We are wired for relationships.
We need it – not just to survive but to thrive. The connection we have with our children and they with us, are at the heart of our most basic human needs. But like all good things, if we are not intentional about taking care of this relationship, it can easily fall down the wayside.
Recently, on the last day before the Easter holiday, the girls came home with a seed which they planted at school. Excited to take care of it, they positioned it on the window sill. And for the next few days, I could see how much attention and intention went into caring for that little seed. In an attempt to follow their teacher’s directions to the tee, they kept it moist by using a little spraybottle. There was lots of fussing around those little seedlings. Then we went on a week-long trip to Centreparcs Belgium. And the seedlings were left on the window sill. Needless to say, neither survived. And my 6-year old’s soul were nearly crushed too. How could she go back to school without a sprouting seedling?

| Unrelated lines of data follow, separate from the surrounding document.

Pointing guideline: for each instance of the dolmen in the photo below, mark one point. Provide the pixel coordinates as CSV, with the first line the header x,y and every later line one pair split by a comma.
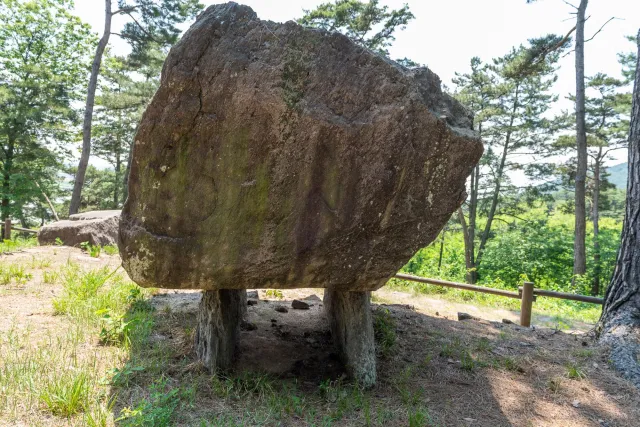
x,y
278,156
99,228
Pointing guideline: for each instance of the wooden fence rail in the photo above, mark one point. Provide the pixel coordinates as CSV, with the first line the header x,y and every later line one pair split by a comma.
x,y
526,293
8,227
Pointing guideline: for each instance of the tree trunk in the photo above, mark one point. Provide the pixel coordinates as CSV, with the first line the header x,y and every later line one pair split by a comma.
x,y
468,246
473,215
499,175
219,315
351,323
53,210
579,246
125,179
116,188
595,214
619,325
441,250
6,180
88,112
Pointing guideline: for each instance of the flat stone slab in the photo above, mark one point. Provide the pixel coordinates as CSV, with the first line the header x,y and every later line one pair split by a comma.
x,y
95,227
278,156
83,216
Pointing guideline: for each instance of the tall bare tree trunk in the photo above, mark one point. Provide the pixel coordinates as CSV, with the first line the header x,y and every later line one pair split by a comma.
x,y
595,217
498,180
468,246
88,112
53,209
619,325
579,251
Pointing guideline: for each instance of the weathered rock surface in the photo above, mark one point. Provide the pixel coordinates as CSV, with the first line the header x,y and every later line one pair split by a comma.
x,y
299,305
95,227
351,322
219,317
277,156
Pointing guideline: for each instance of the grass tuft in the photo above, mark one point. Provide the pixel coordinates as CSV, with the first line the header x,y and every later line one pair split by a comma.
x,y
384,327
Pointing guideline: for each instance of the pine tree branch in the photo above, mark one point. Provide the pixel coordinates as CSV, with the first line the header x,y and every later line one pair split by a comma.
x,y
599,30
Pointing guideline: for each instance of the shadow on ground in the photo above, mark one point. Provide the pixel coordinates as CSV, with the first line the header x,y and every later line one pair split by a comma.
x,y
431,371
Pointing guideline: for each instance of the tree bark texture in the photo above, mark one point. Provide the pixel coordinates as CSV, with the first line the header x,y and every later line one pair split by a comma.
x,y
595,217
351,322
88,112
619,325
579,250
219,316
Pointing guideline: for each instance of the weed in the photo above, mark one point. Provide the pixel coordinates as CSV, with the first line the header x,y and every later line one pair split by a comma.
x,y
418,417
14,273
122,377
93,251
467,362
110,249
17,244
384,327
512,364
50,277
584,353
575,372
554,384
483,345
66,394
40,263
156,410
274,293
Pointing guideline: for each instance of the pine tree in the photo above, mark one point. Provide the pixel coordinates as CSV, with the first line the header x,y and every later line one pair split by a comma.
x,y
366,23
510,98
44,55
620,320
152,23
124,96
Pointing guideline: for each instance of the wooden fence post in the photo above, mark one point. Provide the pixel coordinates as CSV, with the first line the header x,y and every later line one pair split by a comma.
x,y
526,304
7,229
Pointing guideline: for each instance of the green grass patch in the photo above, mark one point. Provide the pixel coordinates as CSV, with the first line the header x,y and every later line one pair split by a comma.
x,y
384,328
17,244
557,312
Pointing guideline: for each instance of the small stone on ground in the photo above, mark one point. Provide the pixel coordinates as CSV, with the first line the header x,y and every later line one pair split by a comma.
x,y
300,305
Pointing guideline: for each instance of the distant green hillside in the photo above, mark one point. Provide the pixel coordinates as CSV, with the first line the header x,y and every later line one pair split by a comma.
x,y
618,175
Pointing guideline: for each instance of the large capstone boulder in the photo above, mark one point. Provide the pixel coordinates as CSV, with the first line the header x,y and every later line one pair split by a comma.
x,y
278,156
96,227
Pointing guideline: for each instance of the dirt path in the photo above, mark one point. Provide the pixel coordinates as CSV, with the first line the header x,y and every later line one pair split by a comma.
x,y
439,371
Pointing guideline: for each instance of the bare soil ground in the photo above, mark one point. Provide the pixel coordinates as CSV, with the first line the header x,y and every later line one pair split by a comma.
x,y
438,371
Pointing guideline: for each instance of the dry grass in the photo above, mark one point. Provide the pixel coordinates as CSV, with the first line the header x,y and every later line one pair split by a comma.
x,y
54,370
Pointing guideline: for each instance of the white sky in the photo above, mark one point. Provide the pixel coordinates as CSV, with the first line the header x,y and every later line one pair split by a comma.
x,y
446,34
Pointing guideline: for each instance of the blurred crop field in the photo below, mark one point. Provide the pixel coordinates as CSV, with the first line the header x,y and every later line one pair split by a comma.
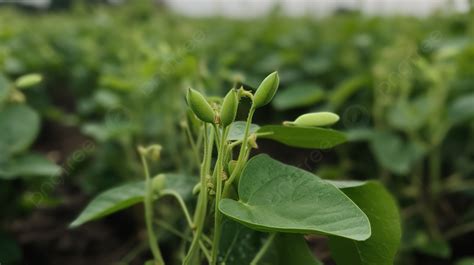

Just like with those seedlings, the outcomes of the care and effort that we invest into the connection with our children aren’t immediately noticable. Do you remember those early days when all you did was feed, wind, change and rock your newborn baby? But then, one day your baby starts to look intensely into your eyes, and smiles. Your heart feels like it wants to jump out of your chest and you wonder if you could ever love anyone more.
In a time in Israel when the Judish culture were ruled by regulations and commandments, the Pharisees thought they could drive Jesus into a corner. They asked him what the most important commandment was. His answer was clear and concise: Love God, love your neighbor and love yourself (Luke 10:27)
And that ONE statement lies at the heart of our Christian belief. God intended for us to have a relationships that embody all of our hearts, souls, strength and our minds. With Him. With those around us. And with ourselves.
I am convinced that the time and energy spent and the commitment we make into growing a strong relationship with our kids are one of the most important investments we’ll ever make – for our children and for us. Not only is it a “nice-to-have”, I believe it’s vital.
This is why:
Children who have a deep and strong relationship with their parents (in the literature this is referred to as a secure attachment) are:
- Better able to establish and sustain friendships
- More empathetic
- Less aggressive
- More able to regulate their feelings
- Showing creater creativity
- Better able to cope with life’s challenges
In a world where so many things get in the way of relationships, being intentional about developing and growing a deep connection with our kids, can be a game-changer.